Jerry Brown
Paul Wellman (file)

Jerry Brown’s cranky attitude about the 889 new bills that lawmakers sent him this year may be summed up in seven key words:

“Not every human problem deserves a law.”

That comment punctuated one of the governor’s more sharply worded veto messages, as he finished plowing through a pile of would-be laws this week, which dealt with everything from shark fins and stuffed mountain lions to tanning beds and a tax on olive trees.

Capitol Letters

Brown’s words were aimed specifically at a bill to make it illegal for kids to ski or snowboard without a helmet (“While I appreciate the value of wearing a ski helmet, I am concerned about the continuing and seemingly inexorable transfer of authority from parents to the state”), but they also reflected his broader view about the limits of state government.

“There’s definitely an uptick in legislative involvement in the affairs of Californians,” he told me in an interview, when asked to identify the biggest difference between his first terms as governor, three decades ago, and now.

“Every bill I look at, whether it’s a microchip on a dog or whether or not to develop a form for some new law, takes several hours or more for me to understand,” he added. “One bill alone is hard to understand … so you multiply that by several thousand, you have a system that is not very transparent.”

On one level, Brown’s kvetching about the volume of bills merely reflects the iconoclastic characteristic of his long career. At 73, however, Brown has decades of experience at every level of politics, from presidential candidate to mayor of Oakland — experience that has sharpened and deepened his skepticism about the effectiveness and unintended consequence of social engineering through legislation.

Numbers tell the story: As he met Sunday’s deadline for action on bills sent to him this year, Brown had signed 760 and vetoed 128 (one became law without his signature), a roughly 15-percent veto rate; while less than that of recent Republican governors, it’s twice as high as that of the two terms he served last century as a callow and youthful chief executive.
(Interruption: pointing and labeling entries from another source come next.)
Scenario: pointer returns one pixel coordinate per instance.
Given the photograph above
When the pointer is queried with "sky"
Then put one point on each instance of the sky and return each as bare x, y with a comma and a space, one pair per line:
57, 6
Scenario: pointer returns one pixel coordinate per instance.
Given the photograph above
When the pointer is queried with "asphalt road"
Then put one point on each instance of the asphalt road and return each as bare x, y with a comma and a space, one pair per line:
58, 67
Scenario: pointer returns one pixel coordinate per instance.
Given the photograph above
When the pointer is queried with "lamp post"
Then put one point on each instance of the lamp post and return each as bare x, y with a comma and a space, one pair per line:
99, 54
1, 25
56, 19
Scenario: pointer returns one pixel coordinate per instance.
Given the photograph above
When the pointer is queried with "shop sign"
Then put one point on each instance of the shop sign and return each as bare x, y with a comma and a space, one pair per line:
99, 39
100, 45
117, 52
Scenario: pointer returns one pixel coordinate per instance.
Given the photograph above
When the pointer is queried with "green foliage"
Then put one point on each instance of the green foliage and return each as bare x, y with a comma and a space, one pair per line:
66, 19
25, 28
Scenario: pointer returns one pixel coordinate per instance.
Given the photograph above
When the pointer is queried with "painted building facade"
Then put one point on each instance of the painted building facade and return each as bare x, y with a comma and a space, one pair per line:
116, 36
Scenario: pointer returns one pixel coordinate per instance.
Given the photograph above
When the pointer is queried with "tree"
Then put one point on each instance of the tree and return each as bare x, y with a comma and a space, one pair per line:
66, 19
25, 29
And the thrust of many vetoes, as Sacramento political writer Steven Harmon wrote, “slapped down dozens of bills that would have expanded the scope of government, and others that would have placed burdens on businesses …”

In the interview, Brown said that a culture of governance, based on lawmakers seeking to cure every conceivable problem of society by writing a bill, contributes to the overwhelming disapproval with which voters view politicians.

“That obviously reflects the complexity of society itself, but it does tax the system because there are so many prescriptions floating around, and this relatively small number of people [in the Capitol] can only grasp a part of what’s being done. So that makes government less transparent, less understandable.

“It’s not healthy for democracy that so much is opaque,” he added, “and I think regaining public confidence when it’s so low is very difficult, when what is being done is beyond the ken of most of the people in the process, let alone the people themselves.”

DREAMS AND DUES: While criticizing the number and complexity of proposed new laws, Brown’s most noteworthy political actions came on two very controversial measures, both sponsored by Democrats and strongly opposed by Republicans, which he chose to sign.

The first is the so-called DREAM (Development, Relief and Education for Alien Minors) Act, which will provide lower in-state tuition rates at UCs and state universities for students who are the children of illegal immigrants and who are working to become citizens.

The second requires that ballot initiatives be presented to voters in general, not primary, elections. Since Brown was elected as secretary of state in 1970, initiatives have often appeared on primary election ballots, but an end-of-session bill rammed through by Democrats will require all initiatives to be decided in November, when more Democrats typically turn out to vote, starting in 2012.

As a practical matter, the new law will hamper Republican efforts next year to pass a measure to restrict automatic withholding of dues from paychecks of workers in union shops, which likely would have fared better in the primary, when proportionately more GOP voters go to the polls.